Dopo le ormai note accuse a Harvey Weinstein, per la prima volta Asia Argento ha rivelato di essere stata abusata dal regista Rob Cohen. “È la prima volta che parlo di Cohen”, ha spiegato: “Successe nel 2002 mentre giravamo xXx. Abusò di me facendomi bere il Ghb (la droga dello stupri, ndr), ne aveva una bottiglia. Ai tempi sinceramente non sapevo cosa fosse. Mi sono svegliata la mattina nuda nel suo letto".

Asia Argento si è detta pronta alle conseguenze che questa dichiarazione susciterà: “È la verità. La cosa più pura di questo MeToo è che una donna si riconosce nell’altra. Se uno tiene una bottiglia di Ghb sicuramente l’avrà dato anche ad altre”.

Quanto a Weinstein, “Io avevo rimosso lo stupro”, ha commentato Alsia: “Quando tornò e mi chiese scusa dicendo che era mio amico, offrendosi di aiutarmi a trovare una tata per Anna Lou in America, nel 2002, non avevo ancora iniziato il percorso di analisi per capire cosa mi avesse fatto per due volte. Non avevo nessuno negli Stati Uniti, ero sola. Mi sentivo forte del fatto che avevo già girato Scarlet Diva in cui lui doveva essersi riconosciuto. Non sapevo che aveva fatto lo stesso a tante altre”.
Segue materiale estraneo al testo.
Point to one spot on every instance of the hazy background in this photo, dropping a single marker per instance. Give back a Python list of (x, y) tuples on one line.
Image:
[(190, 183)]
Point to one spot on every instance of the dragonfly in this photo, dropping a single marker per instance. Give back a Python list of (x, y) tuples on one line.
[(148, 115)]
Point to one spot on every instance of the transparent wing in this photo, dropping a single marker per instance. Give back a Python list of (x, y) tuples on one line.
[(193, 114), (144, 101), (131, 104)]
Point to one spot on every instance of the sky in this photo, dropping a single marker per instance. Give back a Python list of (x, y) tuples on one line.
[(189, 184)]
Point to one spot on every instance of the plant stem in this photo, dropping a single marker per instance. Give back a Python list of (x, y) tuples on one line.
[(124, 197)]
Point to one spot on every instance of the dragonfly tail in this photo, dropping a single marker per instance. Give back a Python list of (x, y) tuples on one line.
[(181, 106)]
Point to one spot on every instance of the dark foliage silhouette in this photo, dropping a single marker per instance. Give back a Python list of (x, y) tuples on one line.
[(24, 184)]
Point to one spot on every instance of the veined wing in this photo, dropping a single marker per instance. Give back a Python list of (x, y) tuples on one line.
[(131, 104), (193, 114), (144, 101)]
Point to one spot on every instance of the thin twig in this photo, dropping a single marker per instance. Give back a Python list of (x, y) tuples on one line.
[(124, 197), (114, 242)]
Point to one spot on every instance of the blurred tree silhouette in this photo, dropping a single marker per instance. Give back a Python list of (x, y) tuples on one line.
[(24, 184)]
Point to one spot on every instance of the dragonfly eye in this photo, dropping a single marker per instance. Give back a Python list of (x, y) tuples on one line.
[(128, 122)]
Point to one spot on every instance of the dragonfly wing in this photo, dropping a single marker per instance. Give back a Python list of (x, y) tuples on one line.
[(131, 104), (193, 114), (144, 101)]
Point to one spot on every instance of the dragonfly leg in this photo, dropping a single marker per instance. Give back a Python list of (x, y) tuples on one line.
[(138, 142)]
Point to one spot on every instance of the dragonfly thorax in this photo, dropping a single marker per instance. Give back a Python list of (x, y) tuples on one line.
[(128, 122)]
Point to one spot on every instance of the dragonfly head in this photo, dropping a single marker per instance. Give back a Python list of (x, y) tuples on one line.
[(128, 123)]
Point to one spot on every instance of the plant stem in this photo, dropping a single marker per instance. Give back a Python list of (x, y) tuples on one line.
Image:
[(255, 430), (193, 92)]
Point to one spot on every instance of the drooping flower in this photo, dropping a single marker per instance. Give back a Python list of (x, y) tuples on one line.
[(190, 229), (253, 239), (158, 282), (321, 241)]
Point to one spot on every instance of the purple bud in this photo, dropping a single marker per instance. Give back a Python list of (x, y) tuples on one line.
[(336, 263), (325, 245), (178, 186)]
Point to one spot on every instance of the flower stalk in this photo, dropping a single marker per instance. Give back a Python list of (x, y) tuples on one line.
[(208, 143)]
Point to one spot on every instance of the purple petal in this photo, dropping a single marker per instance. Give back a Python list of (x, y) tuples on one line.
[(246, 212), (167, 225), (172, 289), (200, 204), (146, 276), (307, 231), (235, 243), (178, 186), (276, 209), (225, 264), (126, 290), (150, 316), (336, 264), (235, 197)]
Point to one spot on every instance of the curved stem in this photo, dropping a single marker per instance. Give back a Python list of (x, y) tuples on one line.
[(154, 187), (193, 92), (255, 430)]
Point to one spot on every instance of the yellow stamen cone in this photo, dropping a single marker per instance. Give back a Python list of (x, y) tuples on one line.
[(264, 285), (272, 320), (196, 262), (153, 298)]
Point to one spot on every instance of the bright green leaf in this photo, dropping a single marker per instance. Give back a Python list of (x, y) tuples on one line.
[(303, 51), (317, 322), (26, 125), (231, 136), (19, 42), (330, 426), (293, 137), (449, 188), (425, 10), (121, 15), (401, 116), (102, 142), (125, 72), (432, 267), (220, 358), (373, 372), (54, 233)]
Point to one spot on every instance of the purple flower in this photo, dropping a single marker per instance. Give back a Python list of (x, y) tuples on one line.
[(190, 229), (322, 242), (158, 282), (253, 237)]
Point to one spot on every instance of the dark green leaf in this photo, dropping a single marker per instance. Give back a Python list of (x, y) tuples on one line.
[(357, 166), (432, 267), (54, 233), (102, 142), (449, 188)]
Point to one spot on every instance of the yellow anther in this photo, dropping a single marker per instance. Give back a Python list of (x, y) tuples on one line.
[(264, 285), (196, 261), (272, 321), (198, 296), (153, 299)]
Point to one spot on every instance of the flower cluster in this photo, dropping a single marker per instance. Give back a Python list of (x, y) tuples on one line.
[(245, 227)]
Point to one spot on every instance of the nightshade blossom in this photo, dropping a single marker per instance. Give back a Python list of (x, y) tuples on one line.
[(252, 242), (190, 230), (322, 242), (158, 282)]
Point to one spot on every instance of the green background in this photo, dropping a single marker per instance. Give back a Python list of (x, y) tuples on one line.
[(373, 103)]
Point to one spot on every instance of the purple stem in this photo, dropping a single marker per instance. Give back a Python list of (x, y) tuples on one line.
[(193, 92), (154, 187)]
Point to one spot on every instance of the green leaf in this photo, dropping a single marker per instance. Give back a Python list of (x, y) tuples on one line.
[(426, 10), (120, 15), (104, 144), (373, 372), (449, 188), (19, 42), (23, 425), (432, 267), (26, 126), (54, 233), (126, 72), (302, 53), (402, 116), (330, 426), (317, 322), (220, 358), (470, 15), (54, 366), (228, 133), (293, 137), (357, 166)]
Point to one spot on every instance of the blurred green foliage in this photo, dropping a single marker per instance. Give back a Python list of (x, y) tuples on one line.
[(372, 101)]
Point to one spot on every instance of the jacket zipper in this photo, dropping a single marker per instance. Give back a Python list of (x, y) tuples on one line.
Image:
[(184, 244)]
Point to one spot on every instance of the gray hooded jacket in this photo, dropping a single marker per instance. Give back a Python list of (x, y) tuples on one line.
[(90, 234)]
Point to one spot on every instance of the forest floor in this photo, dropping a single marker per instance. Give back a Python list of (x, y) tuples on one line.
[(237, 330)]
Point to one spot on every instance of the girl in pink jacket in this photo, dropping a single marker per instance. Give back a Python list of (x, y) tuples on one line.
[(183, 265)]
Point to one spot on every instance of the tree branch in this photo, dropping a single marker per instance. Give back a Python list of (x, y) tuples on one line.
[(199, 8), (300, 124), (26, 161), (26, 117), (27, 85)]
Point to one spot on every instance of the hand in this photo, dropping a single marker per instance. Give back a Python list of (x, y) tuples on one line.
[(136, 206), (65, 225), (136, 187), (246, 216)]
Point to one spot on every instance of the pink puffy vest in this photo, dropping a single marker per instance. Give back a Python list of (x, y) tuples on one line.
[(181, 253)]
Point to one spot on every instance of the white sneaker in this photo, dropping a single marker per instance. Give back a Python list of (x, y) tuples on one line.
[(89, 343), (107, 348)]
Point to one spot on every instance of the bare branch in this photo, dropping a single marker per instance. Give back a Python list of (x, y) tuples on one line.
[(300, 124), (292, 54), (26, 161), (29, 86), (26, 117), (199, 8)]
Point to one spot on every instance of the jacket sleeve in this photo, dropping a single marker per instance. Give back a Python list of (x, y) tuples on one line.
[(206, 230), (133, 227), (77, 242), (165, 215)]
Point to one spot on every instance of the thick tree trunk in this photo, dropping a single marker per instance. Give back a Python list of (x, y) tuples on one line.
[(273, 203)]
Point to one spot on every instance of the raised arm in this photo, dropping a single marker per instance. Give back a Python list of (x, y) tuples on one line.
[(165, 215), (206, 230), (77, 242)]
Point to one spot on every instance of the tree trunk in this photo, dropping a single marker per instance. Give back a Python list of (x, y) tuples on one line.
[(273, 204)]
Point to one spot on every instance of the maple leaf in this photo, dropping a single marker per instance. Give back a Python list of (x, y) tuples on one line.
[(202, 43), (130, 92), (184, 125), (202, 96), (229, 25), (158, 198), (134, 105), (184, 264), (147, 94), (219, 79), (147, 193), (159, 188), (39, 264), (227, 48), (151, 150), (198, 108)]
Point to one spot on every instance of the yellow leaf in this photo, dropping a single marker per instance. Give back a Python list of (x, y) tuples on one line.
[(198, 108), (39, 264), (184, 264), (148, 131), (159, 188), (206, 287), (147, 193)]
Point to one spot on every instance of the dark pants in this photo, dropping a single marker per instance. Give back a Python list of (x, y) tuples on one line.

Asia Argento e l’amore per Anthony Bourdain

Asia Argento ha ripercorso anche la sua storia d’amore con Anthony Bourdain, scomparso nell’estate del 2018: “Lo definirei l’amore della maturità. Era entrato nella mia vita in punta di piedi, aveva subito fatto amicizia con i miei figli... Trascorrevamo tanto tempo tutti insieme. Preparava per noi delle cose incredibili, quando c’era lui venivano a casa anche mia madre e mio padre, mia sorella e Angelica. Lo amavano tutti, nella mia famiglia. Era un uomo generosissimo”, ha confidato.

Forte è ancora il legame che sente di avere con lui:“Gli parlo sempre. Per un periodo lo facevo con rammarico: ‘Sono così sola ora, ma perché te ne sei dovuto andare?”. Ultimamente sto cucinando tantissimo con mio figlio e ad Anthony racconto le cose belle. Il lutto è una cosa che non sai mai quanto dura o che forma prende, tutto sta nell’arrivare all’accettazione”.